U.S. trade court: Plaintiffs likely to establish subject matter jurisdiction in challenge to FLETF decision

A decision concerning a challenge to the Forced Labor Enforcement Task Force decision to add plaintiffs to UFLPA entity list

Plaintiffs likely to establish subject matter jurisdiction in challenge to FLETF decision

The U.S. Court of International Trade today issued a decision rejecting the government’s contention that the court lacked subject matter jurisdiction over the plaintiffs’ challenge to a decision by the interagency Forced Labor Enforcement Task Force (FLETF) to add them to the Entity List of the Uyghur Forced Labor Prevention Act (UFLPA) on the grounds that such decision was arbitrary and capricious under the Administrative Procedure Act.

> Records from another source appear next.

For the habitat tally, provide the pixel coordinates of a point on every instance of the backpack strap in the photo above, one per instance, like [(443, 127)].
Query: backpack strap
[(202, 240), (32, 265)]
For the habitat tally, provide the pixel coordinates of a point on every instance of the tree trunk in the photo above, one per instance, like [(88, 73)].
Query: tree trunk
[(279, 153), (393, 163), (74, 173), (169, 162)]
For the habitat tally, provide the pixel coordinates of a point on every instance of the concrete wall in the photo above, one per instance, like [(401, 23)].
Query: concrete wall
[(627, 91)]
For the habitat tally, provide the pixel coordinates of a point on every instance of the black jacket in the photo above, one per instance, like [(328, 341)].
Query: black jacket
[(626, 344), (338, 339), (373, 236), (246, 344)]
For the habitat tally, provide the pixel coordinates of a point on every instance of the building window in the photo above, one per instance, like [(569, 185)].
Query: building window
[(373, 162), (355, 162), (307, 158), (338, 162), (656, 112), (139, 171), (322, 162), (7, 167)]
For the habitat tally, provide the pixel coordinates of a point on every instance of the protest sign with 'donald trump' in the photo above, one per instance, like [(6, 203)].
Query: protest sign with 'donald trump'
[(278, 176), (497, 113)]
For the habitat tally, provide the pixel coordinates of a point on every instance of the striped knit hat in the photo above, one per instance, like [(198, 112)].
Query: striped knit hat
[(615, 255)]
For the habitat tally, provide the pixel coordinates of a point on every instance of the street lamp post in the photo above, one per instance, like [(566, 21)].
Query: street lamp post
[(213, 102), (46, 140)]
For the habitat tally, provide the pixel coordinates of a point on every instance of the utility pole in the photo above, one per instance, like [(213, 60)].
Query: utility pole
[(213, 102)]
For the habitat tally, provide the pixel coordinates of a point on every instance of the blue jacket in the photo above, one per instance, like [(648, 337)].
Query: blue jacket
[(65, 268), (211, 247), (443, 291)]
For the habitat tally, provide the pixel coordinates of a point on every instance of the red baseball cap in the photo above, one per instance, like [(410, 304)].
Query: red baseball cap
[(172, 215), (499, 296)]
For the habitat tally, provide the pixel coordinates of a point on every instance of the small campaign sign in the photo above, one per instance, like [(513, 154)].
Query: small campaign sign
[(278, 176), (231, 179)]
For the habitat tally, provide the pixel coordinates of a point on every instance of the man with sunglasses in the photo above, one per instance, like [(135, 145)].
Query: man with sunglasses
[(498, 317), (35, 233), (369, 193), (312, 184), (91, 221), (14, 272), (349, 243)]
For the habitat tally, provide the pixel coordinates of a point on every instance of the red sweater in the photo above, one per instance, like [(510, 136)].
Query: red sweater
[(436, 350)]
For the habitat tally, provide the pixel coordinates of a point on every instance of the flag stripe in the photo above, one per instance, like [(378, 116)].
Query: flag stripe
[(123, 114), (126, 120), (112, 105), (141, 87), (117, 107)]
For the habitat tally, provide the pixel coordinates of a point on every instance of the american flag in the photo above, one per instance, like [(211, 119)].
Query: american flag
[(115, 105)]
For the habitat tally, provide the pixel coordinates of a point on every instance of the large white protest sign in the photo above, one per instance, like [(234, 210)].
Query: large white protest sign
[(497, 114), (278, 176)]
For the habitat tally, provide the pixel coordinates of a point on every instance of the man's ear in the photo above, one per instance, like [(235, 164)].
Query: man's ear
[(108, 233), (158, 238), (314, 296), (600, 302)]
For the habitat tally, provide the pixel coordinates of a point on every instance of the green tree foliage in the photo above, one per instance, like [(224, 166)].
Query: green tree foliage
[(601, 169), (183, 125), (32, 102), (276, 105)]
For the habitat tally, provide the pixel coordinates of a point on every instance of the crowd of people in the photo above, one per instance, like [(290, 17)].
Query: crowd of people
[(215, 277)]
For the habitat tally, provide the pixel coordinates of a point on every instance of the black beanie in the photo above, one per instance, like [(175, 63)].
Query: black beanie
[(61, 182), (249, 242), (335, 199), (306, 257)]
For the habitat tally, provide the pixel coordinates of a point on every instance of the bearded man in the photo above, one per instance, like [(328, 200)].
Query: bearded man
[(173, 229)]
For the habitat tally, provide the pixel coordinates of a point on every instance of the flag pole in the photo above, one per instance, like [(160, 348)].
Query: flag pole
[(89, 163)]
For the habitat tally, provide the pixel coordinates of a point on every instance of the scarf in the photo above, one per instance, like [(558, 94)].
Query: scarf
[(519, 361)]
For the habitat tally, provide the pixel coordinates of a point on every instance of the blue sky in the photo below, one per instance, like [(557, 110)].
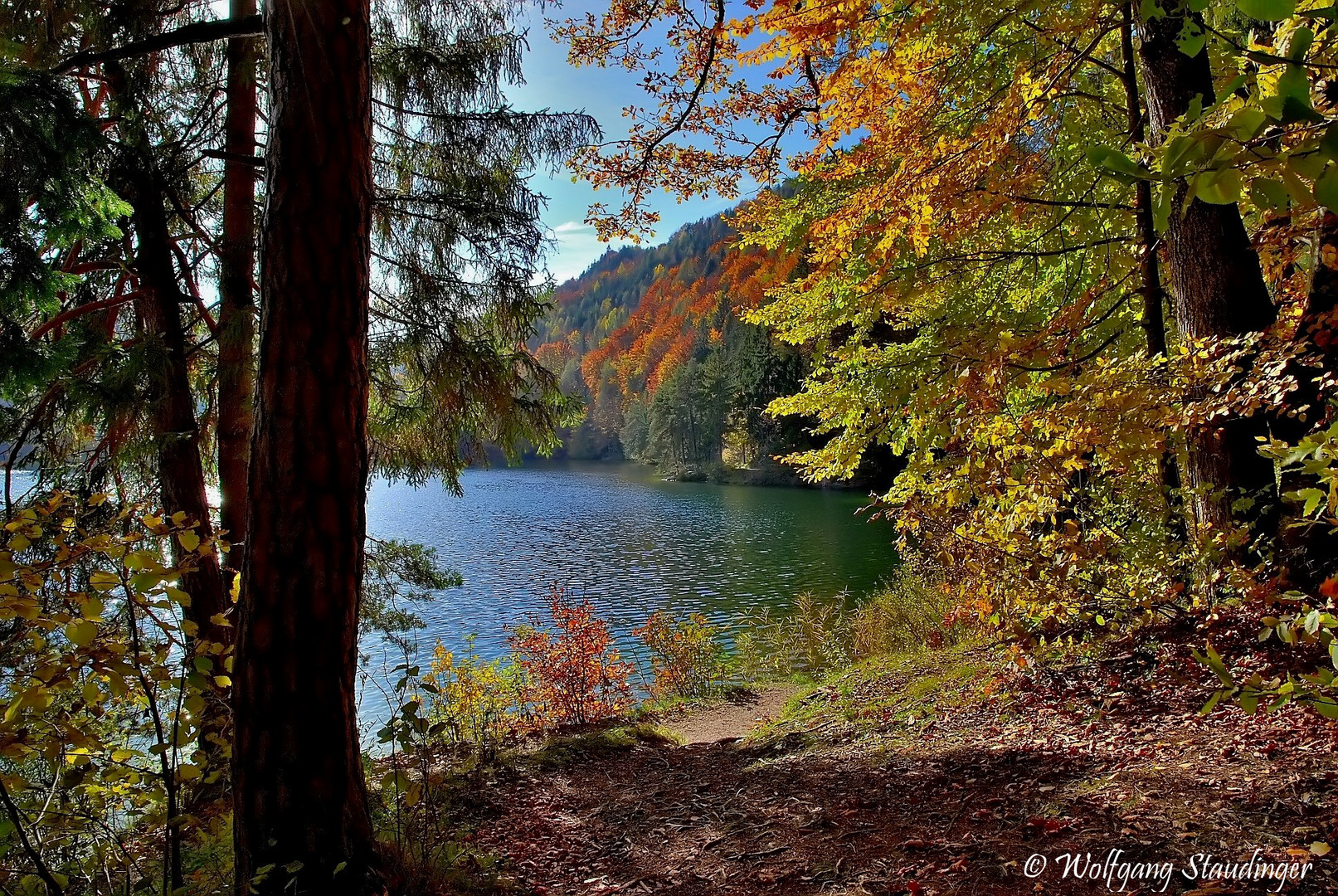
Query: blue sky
[(602, 93)]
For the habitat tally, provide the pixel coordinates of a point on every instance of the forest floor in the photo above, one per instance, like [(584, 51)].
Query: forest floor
[(936, 773)]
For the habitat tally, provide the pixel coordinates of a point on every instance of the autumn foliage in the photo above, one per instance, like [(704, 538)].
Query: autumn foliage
[(680, 306), (687, 655), (573, 673)]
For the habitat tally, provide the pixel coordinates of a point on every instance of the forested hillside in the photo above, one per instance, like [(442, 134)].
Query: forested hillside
[(653, 343)]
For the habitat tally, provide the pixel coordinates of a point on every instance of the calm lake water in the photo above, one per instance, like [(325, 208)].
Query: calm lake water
[(628, 542)]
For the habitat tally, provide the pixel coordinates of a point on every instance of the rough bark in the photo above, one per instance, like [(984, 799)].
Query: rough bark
[(1150, 273), (299, 789), (1217, 285), (237, 305), (181, 471)]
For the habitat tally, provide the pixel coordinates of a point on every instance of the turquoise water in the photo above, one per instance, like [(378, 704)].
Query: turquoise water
[(628, 542)]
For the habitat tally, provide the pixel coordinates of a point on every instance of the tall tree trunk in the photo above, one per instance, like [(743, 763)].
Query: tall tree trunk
[(299, 789), (1215, 281), (237, 261), (181, 470), (1150, 275)]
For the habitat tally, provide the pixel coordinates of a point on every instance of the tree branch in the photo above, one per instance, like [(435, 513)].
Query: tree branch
[(197, 32), (34, 856)]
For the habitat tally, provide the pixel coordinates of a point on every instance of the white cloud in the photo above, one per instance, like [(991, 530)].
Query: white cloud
[(576, 248)]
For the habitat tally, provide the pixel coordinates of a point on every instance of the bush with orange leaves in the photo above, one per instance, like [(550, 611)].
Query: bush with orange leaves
[(573, 673)]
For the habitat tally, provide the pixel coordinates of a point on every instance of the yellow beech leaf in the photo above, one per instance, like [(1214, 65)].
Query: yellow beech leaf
[(80, 633)]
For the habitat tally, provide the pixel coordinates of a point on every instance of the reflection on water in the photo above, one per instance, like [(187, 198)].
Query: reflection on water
[(629, 542)]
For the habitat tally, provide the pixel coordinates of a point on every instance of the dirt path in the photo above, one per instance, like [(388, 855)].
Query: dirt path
[(729, 720), (895, 804)]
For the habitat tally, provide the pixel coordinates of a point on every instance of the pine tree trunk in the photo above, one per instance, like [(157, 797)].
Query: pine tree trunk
[(237, 306), (299, 789), (181, 471), (1217, 285)]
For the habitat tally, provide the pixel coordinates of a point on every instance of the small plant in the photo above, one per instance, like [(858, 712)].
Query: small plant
[(903, 616), (573, 674), (812, 638), (479, 704), (687, 655)]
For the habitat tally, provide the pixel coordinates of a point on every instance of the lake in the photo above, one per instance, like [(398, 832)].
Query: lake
[(630, 543)]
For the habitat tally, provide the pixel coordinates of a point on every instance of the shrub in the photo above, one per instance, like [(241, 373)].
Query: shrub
[(573, 674), (814, 637), (905, 614), (479, 704), (687, 655)]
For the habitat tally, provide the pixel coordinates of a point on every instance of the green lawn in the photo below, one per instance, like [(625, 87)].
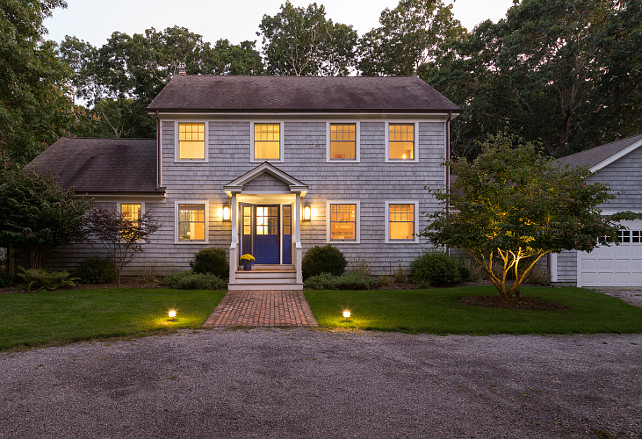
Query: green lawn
[(63, 316), (438, 311)]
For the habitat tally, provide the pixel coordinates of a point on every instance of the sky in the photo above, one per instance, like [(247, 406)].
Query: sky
[(95, 20)]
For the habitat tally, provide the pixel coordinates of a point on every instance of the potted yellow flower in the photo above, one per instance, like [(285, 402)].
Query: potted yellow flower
[(247, 260)]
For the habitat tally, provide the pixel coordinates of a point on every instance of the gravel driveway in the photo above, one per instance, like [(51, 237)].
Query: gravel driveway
[(304, 383)]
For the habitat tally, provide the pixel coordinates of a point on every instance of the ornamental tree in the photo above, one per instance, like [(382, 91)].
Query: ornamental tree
[(511, 206), (119, 236)]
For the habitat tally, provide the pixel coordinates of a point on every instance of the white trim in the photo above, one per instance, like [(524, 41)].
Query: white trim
[(205, 140), (142, 206), (206, 203), (415, 147), (416, 231), (553, 267), (629, 149), (281, 150), (312, 116), (357, 226), (357, 141)]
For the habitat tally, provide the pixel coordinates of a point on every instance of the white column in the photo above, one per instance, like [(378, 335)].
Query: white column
[(234, 243)]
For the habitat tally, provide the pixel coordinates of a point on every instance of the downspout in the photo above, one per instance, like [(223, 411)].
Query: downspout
[(158, 154), (450, 116)]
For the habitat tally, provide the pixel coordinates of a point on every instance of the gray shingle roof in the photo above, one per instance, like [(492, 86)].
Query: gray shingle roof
[(300, 94), (595, 156), (102, 165)]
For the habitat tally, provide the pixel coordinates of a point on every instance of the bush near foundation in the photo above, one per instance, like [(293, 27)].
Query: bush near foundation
[(211, 261)]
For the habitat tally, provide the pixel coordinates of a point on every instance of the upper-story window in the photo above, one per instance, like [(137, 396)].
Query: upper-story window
[(343, 221), (130, 212), (401, 141), (343, 142), (267, 141), (191, 141)]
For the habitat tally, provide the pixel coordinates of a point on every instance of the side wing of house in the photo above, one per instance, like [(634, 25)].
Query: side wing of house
[(617, 265)]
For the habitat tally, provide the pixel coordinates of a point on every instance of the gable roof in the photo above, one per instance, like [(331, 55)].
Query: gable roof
[(102, 166), (236, 185), (600, 156), (190, 93)]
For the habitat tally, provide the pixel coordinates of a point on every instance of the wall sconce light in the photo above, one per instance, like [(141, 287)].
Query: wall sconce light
[(226, 212)]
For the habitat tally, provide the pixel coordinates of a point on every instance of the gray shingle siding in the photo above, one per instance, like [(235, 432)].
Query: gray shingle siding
[(372, 182)]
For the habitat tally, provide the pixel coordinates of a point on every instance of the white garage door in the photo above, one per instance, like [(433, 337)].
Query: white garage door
[(616, 265)]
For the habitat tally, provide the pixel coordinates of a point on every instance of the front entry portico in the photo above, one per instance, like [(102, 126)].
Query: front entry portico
[(266, 223)]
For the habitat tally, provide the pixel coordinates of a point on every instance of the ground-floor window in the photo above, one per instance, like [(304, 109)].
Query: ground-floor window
[(192, 225), (401, 219)]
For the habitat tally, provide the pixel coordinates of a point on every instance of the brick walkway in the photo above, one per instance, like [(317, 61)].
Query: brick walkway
[(262, 308)]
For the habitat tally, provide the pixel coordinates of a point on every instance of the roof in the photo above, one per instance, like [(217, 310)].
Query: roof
[(190, 93), (102, 165), (236, 185), (600, 156)]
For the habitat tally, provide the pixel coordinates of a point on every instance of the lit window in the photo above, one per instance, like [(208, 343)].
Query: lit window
[(343, 222), (401, 222), (401, 141), (191, 141), (267, 141), (343, 143), (191, 222), (130, 212)]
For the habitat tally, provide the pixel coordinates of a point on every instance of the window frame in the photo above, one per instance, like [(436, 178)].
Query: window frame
[(253, 158), (416, 221), (142, 208), (415, 141), (206, 204), (328, 238), (177, 158), (357, 140)]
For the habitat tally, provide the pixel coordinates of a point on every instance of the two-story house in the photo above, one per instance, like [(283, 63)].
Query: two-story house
[(272, 166)]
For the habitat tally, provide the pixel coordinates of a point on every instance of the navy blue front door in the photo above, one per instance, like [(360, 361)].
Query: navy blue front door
[(266, 234)]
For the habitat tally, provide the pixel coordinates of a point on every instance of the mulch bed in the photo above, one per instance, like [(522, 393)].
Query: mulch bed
[(525, 303)]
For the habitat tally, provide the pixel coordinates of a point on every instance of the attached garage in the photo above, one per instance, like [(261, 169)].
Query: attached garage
[(615, 265), (619, 165)]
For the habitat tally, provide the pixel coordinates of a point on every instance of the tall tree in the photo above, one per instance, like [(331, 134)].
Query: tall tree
[(302, 42), (34, 109), (119, 79), (409, 36), (565, 72)]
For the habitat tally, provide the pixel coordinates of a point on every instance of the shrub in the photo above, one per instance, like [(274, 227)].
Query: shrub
[(194, 281), (435, 269), (96, 271), (325, 259), (40, 278), (352, 280), (323, 281), (211, 261), (6, 280)]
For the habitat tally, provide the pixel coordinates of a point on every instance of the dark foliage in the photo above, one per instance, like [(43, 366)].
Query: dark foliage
[(211, 261)]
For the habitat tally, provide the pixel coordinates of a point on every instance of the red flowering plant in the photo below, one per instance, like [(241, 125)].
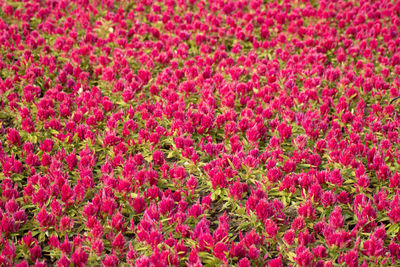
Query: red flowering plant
[(193, 133)]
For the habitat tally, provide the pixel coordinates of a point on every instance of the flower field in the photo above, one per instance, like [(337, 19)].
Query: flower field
[(199, 133)]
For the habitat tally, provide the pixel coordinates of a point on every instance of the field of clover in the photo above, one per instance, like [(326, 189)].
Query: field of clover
[(199, 133)]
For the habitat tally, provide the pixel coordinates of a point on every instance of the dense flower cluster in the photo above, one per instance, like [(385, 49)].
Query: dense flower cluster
[(194, 132)]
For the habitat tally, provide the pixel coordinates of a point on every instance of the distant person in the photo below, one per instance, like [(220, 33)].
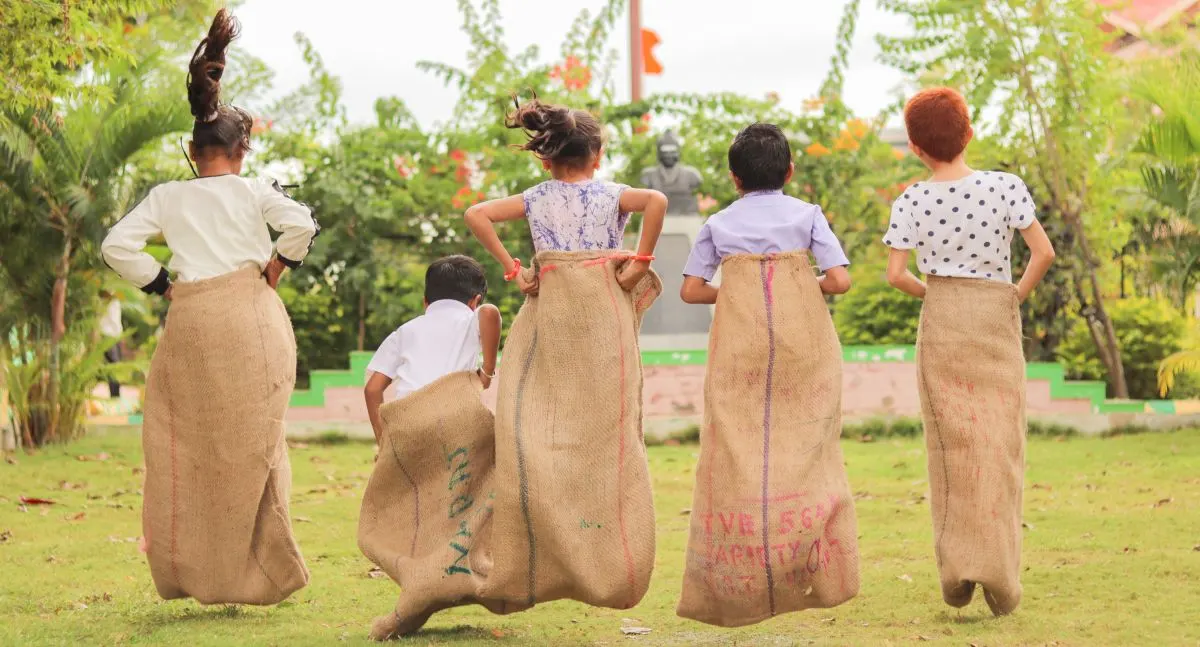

The court found that the plaintiffs—Chinese companies that manufacture and sell laser printers and printer-related products—were likely to establish subject matter jurisdiction. Specifically, the court found that because the UFLPA is a law providing for embargoes within the meaning of 28 U.S.C. § 1581(i), challenges to agency action implementing the UFLPA fall within the court’s exclusive jurisdiction.  

The plaintiffs had filed a motion for preliminary injunction asking the court to (1) stay the FLETF’s decision to add the plaintiffs to the Entity List and (2) prevent the United States from taking any action predicated on the listing decision against the importation of the plaintiffs’ goods. In response, the United States lodged several arguments, including that the court lacked subject matter jurisdiction over the plaintiffs’ challenge to the FLETF’s listing decision. The court focused only on the threshold issue of jurisdiction in its decision and stated that all other contentions of the parties would be left to further proceedings regarding the plaintiffs’ motion for preliminary injunction.

Read the court’s decision [PDF 605 KB] in Ninestar Corporation v. United States, Slip Op. 23-169 (Ct. Intl. Trade 2023)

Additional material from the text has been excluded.